It was Lihala’s vision that got Chikondi up and going but the story really begins with two little girls, Fidess and Shakila. The Chikondi website tells the story:
“Both of their parents had died and the girls were severely malnourished and dressed in rags. Their grandmother was distraught; she was trying to take care of a large and very poor family and couldn’t afford to take care of the twins. Desperate for help, she called us.
“Max (Lihala), Chikondi’s founding father, and Edass, our head matron, travelled hundreds of kilometres by bus to rescue the girls. The trip back to Chikondi was difficult and the girls cried the whole way. Once arriving at Chikondi, the girls were fed, bathed and given new clothes. When shown this kindness they realized it was a safe, loving environment and within a few days, were happily and quickly settling into their new home.
“Soon the word spread that Chikondi was a safe haven for orphaned children. We get regular calls requesting help, and we take care of as many children as we can. It is difficult when the resources are low, food costs are up, rooms are full, and we have to say no.”
Lihala’s life is intertwined with Chikondi now. Her last trip there she was there for four months and that’s where she met and married her husband Max.

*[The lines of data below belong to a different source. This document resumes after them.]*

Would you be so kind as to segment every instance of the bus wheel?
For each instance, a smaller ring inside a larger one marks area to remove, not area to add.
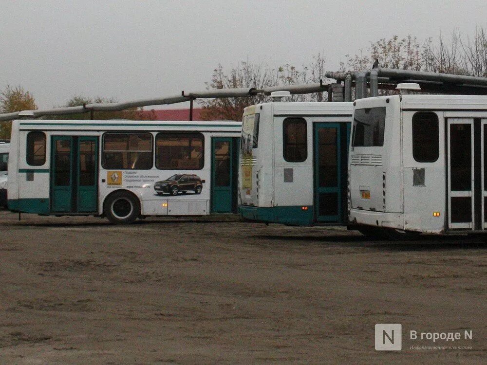
[[[126,191],[116,191],[103,203],[105,215],[114,224],[133,223],[140,215],[139,200]]]
[[[384,231],[384,234],[389,239],[404,241],[414,241],[419,238],[421,232],[414,231],[402,231],[394,228],[389,228]]]

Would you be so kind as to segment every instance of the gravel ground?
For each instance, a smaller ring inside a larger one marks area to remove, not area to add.
[[[482,237],[371,241],[232,216],[17,218],[0,212],[2,363],[487,361]],[[401,351],[375,350],[376,323],[402,324]]]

Now she dedicates her life to the orphanage. In the fall she has organized a fundraising ride from Campbell River to Victoria.

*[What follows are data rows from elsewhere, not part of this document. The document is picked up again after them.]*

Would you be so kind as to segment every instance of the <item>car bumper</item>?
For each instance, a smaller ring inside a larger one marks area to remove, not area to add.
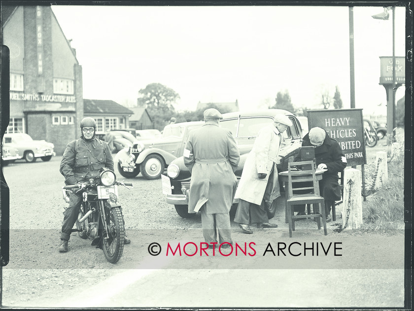
[[[18,160],[19,159],[21,159],[22,157],[20,157],[18,156],[7,156],[6,157],[1,157],[1,159],[3,161],[11,161],[13,160]]]
[[[38,152],[38,153],[34,154],[34,157],[35,158],[41,158],[42,157],[47,157],[48,156],[55,156],[56,155],[56,153],[54,151],[42,151],[41,152]]]

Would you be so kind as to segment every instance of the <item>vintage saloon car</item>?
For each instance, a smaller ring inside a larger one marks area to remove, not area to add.
[[[119,173],[132,178],[140,172],[147,179],[160,178],[164,169],[182,155],[190,131],[204,124],[195,121],[170,124],[164,128],[161,138],[136,141],[132,147],[124,148],[114,159]]]
[[[297,154],[302,144],[302,127],[298,119],[284,110],[269,109],[253,112],[230,112],[223,114],[220,126],[231,131],[240,151],[240,163],[235,172],[238,180],[240,179],[246,158],[253,148],[253,144],[259,130],[273,123],[276,113],[282,113],[289,117],[292,126],[283,134],[283,140],[279,152],[279,161],[276,163],[279,172],[286,170],[289,158],[293,160]],[[184,165],[183,157],[172,161],[167,168],[168,177],[163,176],[163,192],[167,194],[167,202],[172,204],[177,213],[182,217],[193,216],[188,213],[188,192],[190,189],[191,174]],[[170,189],[171,189],[171,191]],[[238,200],[234,204],[237,203]],[[265,207],[269,218],[275,215],[276,200],[271,206]]]
[[[42,161],[49,161],[56,153],[53,151],[54,145],[44,140],[34,140],[26,133],[4,134],[4,144],[11,143],[17,149],[19,154],[22,156],[27,162],[34,162],[37,158]]]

She comes by her desire to help the less fortunate honestly. Strong family values were instilled in Lihala at a young age. Born and raised in Alberta in a Christian family of Scottish and German heritage.
“I come from very good role models,” she said. “My mother was always kind hearted. My mother was my mentor.”
Her family now consists of the orphans and her husband Max who is an orphan himself. “He is an orphan so he understands,” Lihala said.
Family is important in Malawi as well. “The Malawian people are very warmhearted,” Lihala said. “They call their country the “warm heart of Africa.”
The Chikondi orphanage is operated out of a house where the children can receive good care in a clean and safe environment. “They are comfortable. They don’t have lots but they have a bed and they are thankful for that.”
Lihala hopes to create a legacy of caring and hope that continues well into the future. She is well on the way to getting what she wants.